Renyi divergence variational inference


In order to get a better understanding of Edward mechanic (and also because it will be useful for my research), I would like to implement the Renyi variational objective (paper) in Edward. A public implementation in Tensorflow is available (github), so I though it would be quite an easy project to start with.

I’ve attached a 1st version of the code and an example on VAE.
It’s running, does something sensible but I still think it’s not completely correct.
Can someone please check the logic?
Code: inference objectexample

Here are some details:
To compute the Renyi ELBO they use 3 tricks:

  1. Reparametrization trick
  2. Stochastic approximation of the joint likelihood
  3. Monte Carlo approximation of the VR bound

So I thought using the klqp and more specifically the reparametrized non analytic version “build_reparam_loss_and_gradients” as a template was a good start.
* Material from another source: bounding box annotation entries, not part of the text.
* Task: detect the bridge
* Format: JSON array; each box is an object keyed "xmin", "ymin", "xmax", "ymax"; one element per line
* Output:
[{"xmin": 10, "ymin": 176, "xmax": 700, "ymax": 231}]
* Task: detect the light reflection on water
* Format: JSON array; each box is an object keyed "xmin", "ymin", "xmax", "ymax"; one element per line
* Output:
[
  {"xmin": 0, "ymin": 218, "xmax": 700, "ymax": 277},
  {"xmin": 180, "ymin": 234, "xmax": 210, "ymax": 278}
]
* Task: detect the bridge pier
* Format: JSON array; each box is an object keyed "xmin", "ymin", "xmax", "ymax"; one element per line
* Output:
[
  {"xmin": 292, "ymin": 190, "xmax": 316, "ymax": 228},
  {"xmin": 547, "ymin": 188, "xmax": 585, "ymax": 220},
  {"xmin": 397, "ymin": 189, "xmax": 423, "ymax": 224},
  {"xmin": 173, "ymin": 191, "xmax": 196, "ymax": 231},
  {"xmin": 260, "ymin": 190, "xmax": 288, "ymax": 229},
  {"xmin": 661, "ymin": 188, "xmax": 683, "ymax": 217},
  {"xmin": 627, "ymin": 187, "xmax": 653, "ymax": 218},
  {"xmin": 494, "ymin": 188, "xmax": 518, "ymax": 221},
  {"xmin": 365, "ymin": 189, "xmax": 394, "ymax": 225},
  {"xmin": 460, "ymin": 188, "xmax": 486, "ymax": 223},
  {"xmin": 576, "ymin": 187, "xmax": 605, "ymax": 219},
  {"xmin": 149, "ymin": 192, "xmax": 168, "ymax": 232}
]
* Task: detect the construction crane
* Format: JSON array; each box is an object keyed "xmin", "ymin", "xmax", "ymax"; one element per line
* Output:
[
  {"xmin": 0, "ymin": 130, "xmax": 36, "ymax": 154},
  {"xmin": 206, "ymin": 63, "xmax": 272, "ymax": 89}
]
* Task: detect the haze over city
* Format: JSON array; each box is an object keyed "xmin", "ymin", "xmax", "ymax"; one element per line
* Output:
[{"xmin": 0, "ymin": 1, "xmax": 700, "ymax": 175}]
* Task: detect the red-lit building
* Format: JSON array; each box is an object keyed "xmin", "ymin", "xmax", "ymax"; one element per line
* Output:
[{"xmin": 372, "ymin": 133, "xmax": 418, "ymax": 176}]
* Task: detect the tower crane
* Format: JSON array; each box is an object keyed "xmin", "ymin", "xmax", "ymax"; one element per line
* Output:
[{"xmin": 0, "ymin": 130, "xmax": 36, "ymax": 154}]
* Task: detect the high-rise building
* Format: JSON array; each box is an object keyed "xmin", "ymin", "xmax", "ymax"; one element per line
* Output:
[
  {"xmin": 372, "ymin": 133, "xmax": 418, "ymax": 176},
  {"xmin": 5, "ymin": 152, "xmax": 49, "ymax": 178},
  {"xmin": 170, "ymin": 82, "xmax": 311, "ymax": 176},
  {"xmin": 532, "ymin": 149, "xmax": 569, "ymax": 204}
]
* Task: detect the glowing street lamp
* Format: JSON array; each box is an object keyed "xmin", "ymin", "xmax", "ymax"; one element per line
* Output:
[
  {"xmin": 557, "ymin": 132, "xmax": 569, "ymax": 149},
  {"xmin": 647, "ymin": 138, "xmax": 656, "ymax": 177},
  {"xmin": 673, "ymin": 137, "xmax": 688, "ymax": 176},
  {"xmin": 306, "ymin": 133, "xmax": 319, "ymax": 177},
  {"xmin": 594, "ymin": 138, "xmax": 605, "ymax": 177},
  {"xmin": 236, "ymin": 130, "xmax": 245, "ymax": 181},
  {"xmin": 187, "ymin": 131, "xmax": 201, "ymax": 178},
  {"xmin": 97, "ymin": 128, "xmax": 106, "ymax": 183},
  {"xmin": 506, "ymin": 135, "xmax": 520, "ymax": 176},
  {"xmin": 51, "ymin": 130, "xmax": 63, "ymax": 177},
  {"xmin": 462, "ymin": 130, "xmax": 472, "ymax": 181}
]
If I have understand correctly, in “p_log_prob” and “q_log_prob” there’s a “n_samples” estimate of the joint likelihood and the variational approximate.
From the docstring of “build_reparam_loss_and_gradients”:

Computed by sampling from $q(z;\lambda)$ and evaluating the expectation using Monte Carlo sampling.

So I think that should be trick 2 and 3 covered. Are I’m completely wrong?

After looking at the code from klqp, I’m not sure where the reparametrization trick is applied. But I think I’ve done everything in the same way so it should be used. Can someone confirm/help with that?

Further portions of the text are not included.